I lost my voice when I was almost four, but that’s another story for another day. I became invisible too – so invisible in fact, that people couldn’t see me, even if I was right in front of them. So invisible, that they would bump into me when I was walking on the street., I’m not a ghost, so they couldn’t walk through me, so I got some nasty jolts and bumps on occasion.
This is not a fantasy, it’s real, and it was painful then, but now I’m grateful. This condition made me an extraordinary “fly on the wall”. An invisible, extraordinary, “fly on the wall”.
My powers of observation were honed to a degree, that I could see beyond what was said or demonstrated. I could feel them, smell them, all the invisible memories and thoughts. The thoughts and memories would bounce from them onto a screen in my mind so I could watch them there.
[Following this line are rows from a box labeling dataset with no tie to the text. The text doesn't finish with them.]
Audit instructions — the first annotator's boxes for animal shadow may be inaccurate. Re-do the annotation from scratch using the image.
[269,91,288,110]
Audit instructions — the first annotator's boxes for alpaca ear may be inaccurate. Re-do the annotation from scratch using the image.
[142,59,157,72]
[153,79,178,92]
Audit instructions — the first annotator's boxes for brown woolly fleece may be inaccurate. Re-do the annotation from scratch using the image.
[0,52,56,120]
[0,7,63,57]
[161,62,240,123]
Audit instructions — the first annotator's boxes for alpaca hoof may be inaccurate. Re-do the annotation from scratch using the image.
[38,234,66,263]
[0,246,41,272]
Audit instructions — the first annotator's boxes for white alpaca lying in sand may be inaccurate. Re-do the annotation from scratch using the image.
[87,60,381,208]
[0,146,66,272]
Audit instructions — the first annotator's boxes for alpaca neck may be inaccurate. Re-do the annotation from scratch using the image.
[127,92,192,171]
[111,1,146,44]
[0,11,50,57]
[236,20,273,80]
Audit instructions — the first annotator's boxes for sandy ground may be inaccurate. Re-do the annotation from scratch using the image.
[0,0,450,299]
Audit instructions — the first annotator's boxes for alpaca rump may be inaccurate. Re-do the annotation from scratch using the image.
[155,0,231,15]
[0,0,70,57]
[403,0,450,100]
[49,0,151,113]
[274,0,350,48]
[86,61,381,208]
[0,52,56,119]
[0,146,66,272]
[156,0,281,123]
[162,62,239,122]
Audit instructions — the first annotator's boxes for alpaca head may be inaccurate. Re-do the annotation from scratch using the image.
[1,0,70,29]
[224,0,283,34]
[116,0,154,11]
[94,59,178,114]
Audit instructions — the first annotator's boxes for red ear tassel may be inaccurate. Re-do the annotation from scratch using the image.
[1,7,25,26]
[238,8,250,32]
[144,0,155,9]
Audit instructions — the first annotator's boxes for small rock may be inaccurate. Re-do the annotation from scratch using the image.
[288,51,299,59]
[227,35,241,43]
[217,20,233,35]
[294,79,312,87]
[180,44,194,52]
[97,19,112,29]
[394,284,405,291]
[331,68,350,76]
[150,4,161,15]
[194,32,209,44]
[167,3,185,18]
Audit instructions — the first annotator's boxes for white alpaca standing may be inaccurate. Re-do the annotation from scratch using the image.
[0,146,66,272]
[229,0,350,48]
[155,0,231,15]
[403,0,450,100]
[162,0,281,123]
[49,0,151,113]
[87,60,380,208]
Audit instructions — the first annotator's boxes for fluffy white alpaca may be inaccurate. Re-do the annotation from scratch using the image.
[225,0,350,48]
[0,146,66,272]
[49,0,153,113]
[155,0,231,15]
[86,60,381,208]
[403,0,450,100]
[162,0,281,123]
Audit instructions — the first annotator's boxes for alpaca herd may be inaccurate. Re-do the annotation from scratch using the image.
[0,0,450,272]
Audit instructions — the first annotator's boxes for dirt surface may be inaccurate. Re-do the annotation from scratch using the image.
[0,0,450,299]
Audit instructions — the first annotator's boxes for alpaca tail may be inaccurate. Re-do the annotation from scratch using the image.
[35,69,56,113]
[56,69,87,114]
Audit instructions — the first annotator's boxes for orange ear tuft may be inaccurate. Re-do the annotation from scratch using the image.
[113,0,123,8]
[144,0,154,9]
Sometimes I would feel them there too. Sometimes, I could see other movie clips of other times. But after a while, I chose not to. Mostly because it became too jangled inside me. It became difficult to separate my movies from theirs, and it was a pain, a nightmarish pain to separate it all, especially because feelings slide around, they’re slippery and sticky at the same time. They will stick to yours so you don’t see them at first, then pretend to feel like your own, but they’re really not.
That’s also around the time I just got tired of people. My friends became the books. Books became my real family, and my safe place became the space between the rows and walls of them. Whole entire tribes of them. They became my insulation from the bothersome feelings and thoughts floating around other people.
Hearing one thing coming from their faces was one thing, but seeing and feeling the inside percolating with something very different was confusing, unsettling, and very annoying. I was very irritated because others around them couldn’t see the inside of what that person really was. That their words were lies. Smarmy lies that covered dirty cores, dirty cores full of desire to cheat and hurt.
So, on occasion, the rare occasion I’d come across someone who was whole and complete, which to me means, the same on the inside as the outside. In those rare instances, I would just be still. Or the opposite, my words would flow out like chipmunk chatter, an endless flow of thoughts, dreams, and observations.
They would just nod and listen. Didn’t happen very often. I can count the times on one hand.